Right nowt he attack is super basic, but it's not hard to make the initial infection harder to detect in time.


At first I thought this was more clever than it was. Taking people into running downloaded or attached exe files is simple and apparently still effective.

But what would be even more wicked, and effective would be pointing them to a GitHub repo with the “challenge” project to complete, and referencing a compromised package that does their bidding as the victim tests their solution.


Yeah I was thinking about that. Even asking me to use a specific package for any reason, I probably wouldn't think much of that before today. However now I'd certainly question it.


Knowing what they were trying to do actually makes me wish I were the one they were trying to trick. I know these aren't regular lame script kiddies, but I wonder how they'd react to an attempted counter-offensive.

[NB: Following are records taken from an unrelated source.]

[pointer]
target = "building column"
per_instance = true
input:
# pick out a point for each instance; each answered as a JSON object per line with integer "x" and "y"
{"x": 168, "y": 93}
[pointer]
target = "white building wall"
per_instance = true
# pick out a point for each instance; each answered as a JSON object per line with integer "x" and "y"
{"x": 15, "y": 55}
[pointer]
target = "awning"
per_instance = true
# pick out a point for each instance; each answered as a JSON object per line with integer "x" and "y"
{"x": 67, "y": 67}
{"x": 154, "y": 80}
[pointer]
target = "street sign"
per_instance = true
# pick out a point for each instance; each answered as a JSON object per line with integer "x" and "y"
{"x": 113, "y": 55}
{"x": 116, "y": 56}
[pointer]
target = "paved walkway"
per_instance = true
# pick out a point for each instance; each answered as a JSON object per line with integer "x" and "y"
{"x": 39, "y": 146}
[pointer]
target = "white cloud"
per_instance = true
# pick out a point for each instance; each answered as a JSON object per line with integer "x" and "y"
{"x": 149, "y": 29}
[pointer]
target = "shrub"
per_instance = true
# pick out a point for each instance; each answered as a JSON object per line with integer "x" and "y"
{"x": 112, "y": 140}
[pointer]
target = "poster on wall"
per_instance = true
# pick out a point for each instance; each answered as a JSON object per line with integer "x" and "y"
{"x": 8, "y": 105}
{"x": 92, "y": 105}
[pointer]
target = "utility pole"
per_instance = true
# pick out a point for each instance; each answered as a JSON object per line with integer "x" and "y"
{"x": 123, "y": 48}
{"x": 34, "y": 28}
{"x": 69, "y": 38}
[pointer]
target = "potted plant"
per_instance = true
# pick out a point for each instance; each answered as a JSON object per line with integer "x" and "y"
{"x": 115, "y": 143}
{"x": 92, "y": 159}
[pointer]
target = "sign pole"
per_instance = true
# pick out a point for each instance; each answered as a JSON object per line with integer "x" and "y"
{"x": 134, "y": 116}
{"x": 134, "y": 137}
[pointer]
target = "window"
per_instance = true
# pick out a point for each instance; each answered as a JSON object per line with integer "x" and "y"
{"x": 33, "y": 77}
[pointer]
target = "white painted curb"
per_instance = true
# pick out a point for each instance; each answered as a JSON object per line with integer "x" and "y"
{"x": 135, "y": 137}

Give me an .exe and ask me to run it, and I'll open it in a hex editor for inspection instead. If what you claim is a "hello world" or Fibonacci generator is much bigger than I'd expect (a few KBs) and contains encrypted-looking data or other attempts at obfuscation, I'm not running it.


Or at least run it in a VM


I’ve suggested binary distribution as part of a black box exercise in the past. Locking down the source and being able to change details for each candidate would mean solutions posted online would not help.


Because cameras don't exist, right?

Unless you're crafting some revolutionary problem for each candidate, changing details won't matter much.


Any particular reason you’re being so combative about this?

I’m talking about a take home code challenge. It’s unreasonable to have someone to record a video that could last an hour or more. And I’m not gonna sit and watch that.


I doubt it was .exe, probably .msi (installer) or zip file.